Either way, competitive barbecue critiquing is tough work. Yesterday, for example, I showed up to Blue Wahoo Stadium bright and early before the competition, ready for a long day. No sooner had my fellow judges arrived than we were all required to sample peanut-butter flavored bourbon from a contestant who also happened to be running for public office.
“Bottoms up, y’all,” said the politician, who was already repouring a few cups.
This is the kind of dedication you find among our committed barbecue experts. And this is exactly why the EggFest competition is one of the highlights of my year.
Because this isn’t a pretentious contest with snooty judges carrying around food-grade thermometers shoved in their rear pockets. This is an easygoing contest with loud music and the occasional competitor whose breath fumes are highly flammable.
This is nothing like the other barbecue contests I’ve judged before. In the past I have had the opportunity to be a guest official for a few uppercrust barbecue competitions alongside actual Kansas City Barbecue Society certified judges. One team I was with was like the IRS of the competitive barbecue world.
I remember we judges had to walk around the fairgrounds in tight V-formation, refusing to smile or wave at any entrants. We weren’t even allowed to have secret code names.
We were expected to evaluate dishes based on texture, marinade salinity, bone-in guidelines, plate presentation, and overall mouth feel.
Then, as if that weren’t enough, we were expected to wash it down with plain bottled water.
But at EggFest all the judges are laid back, and most come to the contest with the basic culinary understanding that, listen, this is a barbecue.
Thus, we officials spent our weekend waltzing through a maze of tents, eating, and cheerfully raising money for a good cause. We wore our giant sun hats and official badges, carried our clipboards, and high-fived each other when one of us actually pronounced a complex culinary term without assistance, such as “croquette.”
We met chefs from all over the southeast, the Midwest, and whatever region you call Texas. We ate enough cholesterol to clog a residential septic tank. We laughed a lot.
Our guidelines were pretty relaxed. We expected each chef we evaluated to follow two primary rules when it came to his or her entry dish:
They had to (1) Prepare it on a Big Green Egg—a specialized ceramic barbecue grill; and (2) They had to know the lyrics to the chorus of Dave Mason’s 1977 hit single “We Just Disagree.”
Most of these chefs prepared traditional barbecue consisting of slow-smoked pork shoulders or beef briskets. Which was pretty easy to judge. But a few branched out and served cutting-edge culinary concoctions that were downright frightening to my middle-aged tastebuds.
One competitor served what appeared to be caviar over brazed shark meat.
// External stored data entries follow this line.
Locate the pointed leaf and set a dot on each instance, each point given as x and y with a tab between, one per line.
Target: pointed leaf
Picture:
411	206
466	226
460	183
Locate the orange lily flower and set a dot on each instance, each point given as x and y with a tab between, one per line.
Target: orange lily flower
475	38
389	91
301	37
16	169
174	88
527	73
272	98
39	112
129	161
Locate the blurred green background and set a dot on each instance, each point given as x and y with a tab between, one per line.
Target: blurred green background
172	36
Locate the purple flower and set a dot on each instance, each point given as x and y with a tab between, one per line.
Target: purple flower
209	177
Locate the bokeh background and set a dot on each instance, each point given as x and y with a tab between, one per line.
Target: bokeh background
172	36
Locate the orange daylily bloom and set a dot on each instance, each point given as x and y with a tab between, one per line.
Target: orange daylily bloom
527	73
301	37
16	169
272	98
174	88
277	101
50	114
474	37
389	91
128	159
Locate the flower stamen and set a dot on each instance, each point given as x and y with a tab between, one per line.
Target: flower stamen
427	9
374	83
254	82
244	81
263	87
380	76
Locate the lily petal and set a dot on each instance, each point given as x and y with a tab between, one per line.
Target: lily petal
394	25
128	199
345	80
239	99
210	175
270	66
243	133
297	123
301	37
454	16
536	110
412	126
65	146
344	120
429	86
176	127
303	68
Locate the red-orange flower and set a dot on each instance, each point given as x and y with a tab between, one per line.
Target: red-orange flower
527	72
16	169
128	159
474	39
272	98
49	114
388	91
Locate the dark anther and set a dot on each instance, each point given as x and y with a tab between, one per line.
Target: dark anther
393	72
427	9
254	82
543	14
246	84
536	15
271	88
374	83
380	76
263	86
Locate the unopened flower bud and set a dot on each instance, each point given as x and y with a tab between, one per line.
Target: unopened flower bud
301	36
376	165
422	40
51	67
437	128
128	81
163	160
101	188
One of my fellow judges, who also happened to be my wife, looked at her hunk of shark meat and said, “We’re gonna need a bigger beer.”
Speaking of which. Many contestants tried to stack the odds in their favor by serving potent adult beverages to the judges. Some competitors got so brazen about persuading judges that they even had an amateur mixologist on their team whose specific role was to “grease” officials with exotic drinks.
Certainly, you could call all this an act of bribery, but again, none of us judges were concerned about this because, frankly, we were too busy trying to figure out what our secret code names were going to be.
All in all, we took our judging duties very seriously, and it was some of the most fun I’ve had all year. And when the day was finally finished, and the winner was selected, I can honestly say with complete conviction, that after the peanut-butter flavored bourbon I have very little memory of what actually happened.